Imprégnés de cet amour, nous nous souvenons en ce jour de Noël, de tous les malheureux et de tous ceux qui souffrent, de tous les hommes qui ont subi des injustices, en particulier de ceux qui en ces jours difficiles, au milieu des conséquences de cette terrible maladie, ont perdu leurs êtres chers et bien-aimés. Nous leur adressons les paroles de consolation que nous trouvons dans notre Seigneur Jésus-Christ, dont nous célébrons la Nativité, dans le Seigneur qui est devenu homme pour nous et notre salut, qui a Lui-même connu le chemin de la mort, en demandant au Père de Le glorifier, ce que le Père a accompli en Le ressuscitant des morts par le Saint-Esprit (Jn 12, 28). C’est pourquoi le Seigneur nous recommande à tous de ne pas avoir peur, car qui croit en moi, même s’il meurt, vivra (Jn 11, 25).
L’amour du Divin Enfant nouveau-né, nous rappelle et nous invite, en ces jours de grandes épreuves, à exprimer notre gratitude aux médecins et à tout le personnel médical qui s’efforcent de façon altruiste à aider tous les hommes, souvent au prix de leur propre vie. De cette façon, à travers leur sacrifice désintéressé, ils montrent qu’ils sont vraiment des enfants de Dieu, prêts à entendre et à accomplir les paroles du Christ qu’il n’y a pas de plus grand amour que celui-ci : déposer sa vie pour ses amis (Jn 15, 13).
Cet amour et ce sacrifice nous obligent à nous adresser à vous tous, chers enfants spirituels, et à vous prier en ces journées difficiles pour l’ensemble du genre humain, de protéger votre santé et votre vie, et de protéger les autres comme le recommandent les services de santé de notre propre pays et ceux des pays où vivent nos compatriotesà travers le monde. En vous comportant ainsi, vous ne faites pas preuve d’un manque de foi ou d’une foi réduite ; en fait, vous ne faites que témoigner de votre respect pour le caractère saint de la vie, montrer votre amour pour vos proches ainsi que votre amour pour le Seigneur qui est la vie même.
En célébrant le Seigneur avec un tel amour, rejouissons-nous en Dieu et dans la fête de Noël, et glorifions le Christ le Divin Enfant comme seule nouveauté sous le soleil (2 Co 5, 17) ! Si la tristesse nous a peut-être serré le coeur tout au long de l’année, puisse la joie y naître aujourd’hui, car nous célébrons la Naissance de la plus grande des joies, la Naissance du Fils de Dieu, Jésus-Christ ! Si durant cette année, la haine, l’orgueil et la méchanceté ont empoisonné nos cœurs, rejetons ces poisons de nos cœurs aujourd’hui, quand nous célébrons la Naissance de l’Amour céleste, qui S’est incarné dans la nature humaine !

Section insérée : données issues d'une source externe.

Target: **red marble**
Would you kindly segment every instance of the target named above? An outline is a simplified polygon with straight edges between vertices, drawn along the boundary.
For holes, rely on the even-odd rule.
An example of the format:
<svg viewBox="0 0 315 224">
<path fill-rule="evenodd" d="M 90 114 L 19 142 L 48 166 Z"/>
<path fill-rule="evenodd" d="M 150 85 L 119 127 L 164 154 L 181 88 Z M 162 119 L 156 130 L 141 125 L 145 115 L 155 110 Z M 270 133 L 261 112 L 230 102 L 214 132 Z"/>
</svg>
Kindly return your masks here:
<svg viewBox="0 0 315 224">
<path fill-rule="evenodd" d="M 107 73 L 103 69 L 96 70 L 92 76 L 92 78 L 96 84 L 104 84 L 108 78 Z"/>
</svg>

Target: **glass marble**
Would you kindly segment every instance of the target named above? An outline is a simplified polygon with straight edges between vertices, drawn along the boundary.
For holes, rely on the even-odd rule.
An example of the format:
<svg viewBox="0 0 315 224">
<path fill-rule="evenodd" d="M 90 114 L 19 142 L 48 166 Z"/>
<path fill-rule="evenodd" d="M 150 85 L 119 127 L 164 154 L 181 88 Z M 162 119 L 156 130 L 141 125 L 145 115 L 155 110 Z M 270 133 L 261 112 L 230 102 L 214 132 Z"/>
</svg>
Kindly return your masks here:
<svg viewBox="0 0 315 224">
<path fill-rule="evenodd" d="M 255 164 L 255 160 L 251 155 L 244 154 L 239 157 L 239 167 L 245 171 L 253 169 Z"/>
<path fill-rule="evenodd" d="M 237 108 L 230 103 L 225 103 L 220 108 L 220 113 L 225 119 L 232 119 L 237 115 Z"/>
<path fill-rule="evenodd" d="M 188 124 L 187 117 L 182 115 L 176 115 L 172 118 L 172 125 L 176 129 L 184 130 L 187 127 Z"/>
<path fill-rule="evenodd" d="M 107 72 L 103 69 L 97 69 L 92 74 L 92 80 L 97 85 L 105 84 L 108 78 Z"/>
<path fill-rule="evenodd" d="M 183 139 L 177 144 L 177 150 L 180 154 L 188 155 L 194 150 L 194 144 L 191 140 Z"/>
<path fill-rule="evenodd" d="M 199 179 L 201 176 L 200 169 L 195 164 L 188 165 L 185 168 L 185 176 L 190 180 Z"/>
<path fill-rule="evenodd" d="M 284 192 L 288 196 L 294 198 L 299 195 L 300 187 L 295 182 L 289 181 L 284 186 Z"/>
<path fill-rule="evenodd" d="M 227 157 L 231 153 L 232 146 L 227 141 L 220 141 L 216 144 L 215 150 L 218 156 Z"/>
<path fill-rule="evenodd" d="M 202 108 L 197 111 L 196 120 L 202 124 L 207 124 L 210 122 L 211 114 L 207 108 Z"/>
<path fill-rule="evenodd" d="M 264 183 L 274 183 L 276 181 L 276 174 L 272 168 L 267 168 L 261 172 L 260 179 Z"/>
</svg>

Chers enfants spirituels, puisse ce Noël apporter paix, amour, concorde, joie bénédiction à vos foyers, dans tous les jours de votre vie ! Puisse le Divin Enfant nouveau-né, le Christ, accorder le repentir et la capacité de pardonner ! S’il y a parmi vous des gens en train de se disputer, nous les appelons dans la joie de Noël à se demander pardon les uns aux autres, l’époux à l’épouse, l’épouse à l’époux, les enfants aux parents, les parents aux enfants, le voisin au voisin. Nous devons demander pardon les uns aux autres si nous voulons appartenir à Dieu et que Noël soit joyeux, heureux et béni, comme nous en Lui.
C’est avec ces vœux et ces prières au Divin Enfant Christ, que nous souhaitons que la Nouvelle Année 2021 apporte de véritables bienfaits à tous, en vous adressant la joyeuse salutation de Noël qui symbolise elle-même la glorification de Dieu dans les cieux, la paix sur la terre et la bonne volonté parmi les hommes !
LA PAIX DE DIEU, CHRIST EST NÉ !
Patriarcat serbe, Belgrade – Noël 2020
Le métropolite Chrysostome de Dabar-Bosnie, président du Saint Synode et locum tenens du trône du Patriarcat serbe, avec tous les évêques de l’Eglise orthodoxe serbe et Mgr Luka, évêque d’Europe occidentale.